TRIBUTE

A historian as myth buster

Print edition : March 12, 2021

D.N. Jha. “The cow is used for marginalising both Muslims and Dalits.”

Professor D.N. Jha (1940-2021) sought to bring the dis-privileged into the historical canvas and celebrated pluralism and dissent in his writings.

Professor Dwijendra Narayan Jha, one of the most erudite and prolific scholars on ancient and medieval Indian history, passed away on February 4. He had been debilitated by various illnesses over the past several years and was in and out of hospital, his eyesight had become weak and he needed a hearing aid, but his mind was sharp as ever and his will was strong. This is evident from his engaged academic conversations with former colleagues and students in the new year. I am told that he was reading before he took his afternoon nap from which he never woke up.

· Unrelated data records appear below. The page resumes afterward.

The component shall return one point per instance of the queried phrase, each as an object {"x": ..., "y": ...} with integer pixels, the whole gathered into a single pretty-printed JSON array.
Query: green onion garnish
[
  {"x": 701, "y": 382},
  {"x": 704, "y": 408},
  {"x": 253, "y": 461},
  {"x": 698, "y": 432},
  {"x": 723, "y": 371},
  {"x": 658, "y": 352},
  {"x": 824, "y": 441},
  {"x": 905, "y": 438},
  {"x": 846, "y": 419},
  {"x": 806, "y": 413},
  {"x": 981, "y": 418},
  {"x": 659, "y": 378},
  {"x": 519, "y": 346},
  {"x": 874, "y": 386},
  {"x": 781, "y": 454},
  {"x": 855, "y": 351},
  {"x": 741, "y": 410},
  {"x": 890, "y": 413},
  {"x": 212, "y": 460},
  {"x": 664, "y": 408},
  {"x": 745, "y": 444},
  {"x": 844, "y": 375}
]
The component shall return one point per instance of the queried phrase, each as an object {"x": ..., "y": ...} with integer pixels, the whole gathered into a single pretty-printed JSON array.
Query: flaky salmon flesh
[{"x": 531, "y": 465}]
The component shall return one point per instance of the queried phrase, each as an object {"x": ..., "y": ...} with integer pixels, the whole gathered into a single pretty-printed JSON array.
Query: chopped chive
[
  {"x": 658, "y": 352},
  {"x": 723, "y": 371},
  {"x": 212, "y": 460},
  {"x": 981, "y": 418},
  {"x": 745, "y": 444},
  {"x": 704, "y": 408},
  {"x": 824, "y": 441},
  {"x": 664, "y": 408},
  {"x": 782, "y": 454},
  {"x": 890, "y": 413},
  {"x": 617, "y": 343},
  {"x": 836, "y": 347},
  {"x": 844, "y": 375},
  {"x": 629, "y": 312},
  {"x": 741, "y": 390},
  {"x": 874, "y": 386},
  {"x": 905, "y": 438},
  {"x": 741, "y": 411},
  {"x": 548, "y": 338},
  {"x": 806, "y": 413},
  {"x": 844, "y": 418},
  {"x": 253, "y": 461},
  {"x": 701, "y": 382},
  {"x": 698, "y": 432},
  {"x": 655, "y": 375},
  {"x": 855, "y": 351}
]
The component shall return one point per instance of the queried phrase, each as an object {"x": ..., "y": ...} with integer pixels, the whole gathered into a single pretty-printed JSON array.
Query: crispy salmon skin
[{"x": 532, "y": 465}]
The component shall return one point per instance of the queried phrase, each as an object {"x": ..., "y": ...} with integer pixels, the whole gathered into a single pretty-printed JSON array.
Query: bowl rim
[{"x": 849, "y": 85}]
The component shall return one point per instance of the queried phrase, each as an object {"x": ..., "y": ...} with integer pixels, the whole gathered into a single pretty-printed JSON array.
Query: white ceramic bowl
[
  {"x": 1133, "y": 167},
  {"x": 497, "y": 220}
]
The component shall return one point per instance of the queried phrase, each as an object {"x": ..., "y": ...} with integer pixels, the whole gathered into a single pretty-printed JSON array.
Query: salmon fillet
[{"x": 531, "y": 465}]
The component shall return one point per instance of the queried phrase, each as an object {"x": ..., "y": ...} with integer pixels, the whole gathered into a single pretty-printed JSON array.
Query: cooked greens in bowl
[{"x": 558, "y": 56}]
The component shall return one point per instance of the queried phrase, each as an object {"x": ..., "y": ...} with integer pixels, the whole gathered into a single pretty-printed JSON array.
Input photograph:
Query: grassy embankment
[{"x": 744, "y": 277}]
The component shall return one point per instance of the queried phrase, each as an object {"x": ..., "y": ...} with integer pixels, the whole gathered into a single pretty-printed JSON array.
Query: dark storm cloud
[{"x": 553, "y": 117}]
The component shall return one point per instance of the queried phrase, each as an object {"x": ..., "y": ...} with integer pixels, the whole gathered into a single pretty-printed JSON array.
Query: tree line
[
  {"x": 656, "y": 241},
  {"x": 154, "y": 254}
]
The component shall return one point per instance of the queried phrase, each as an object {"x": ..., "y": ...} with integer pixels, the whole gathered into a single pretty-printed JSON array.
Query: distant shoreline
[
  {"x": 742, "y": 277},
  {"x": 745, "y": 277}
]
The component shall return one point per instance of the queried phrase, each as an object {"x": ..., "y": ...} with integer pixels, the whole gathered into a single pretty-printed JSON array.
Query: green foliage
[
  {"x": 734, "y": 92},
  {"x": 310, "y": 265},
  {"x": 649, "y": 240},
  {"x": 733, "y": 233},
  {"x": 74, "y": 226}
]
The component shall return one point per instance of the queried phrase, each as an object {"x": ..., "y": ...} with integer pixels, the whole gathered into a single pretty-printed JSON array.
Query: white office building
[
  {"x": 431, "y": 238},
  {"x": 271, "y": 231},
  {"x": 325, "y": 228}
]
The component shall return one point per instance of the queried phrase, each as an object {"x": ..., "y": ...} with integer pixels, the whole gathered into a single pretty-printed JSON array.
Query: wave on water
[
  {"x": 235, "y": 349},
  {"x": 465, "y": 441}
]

The entire history fraternity came forward to pay homage to Prof. Jha, which speaks volumes for the imprint he has left behind. Eminent scholars the world over, his former students now teaching in different universities and colleges, younger generations who may never have even met him but who have known him through his work—all expressed their deep sense of sadness over his passing. This should make us pause and reflect on why this is so.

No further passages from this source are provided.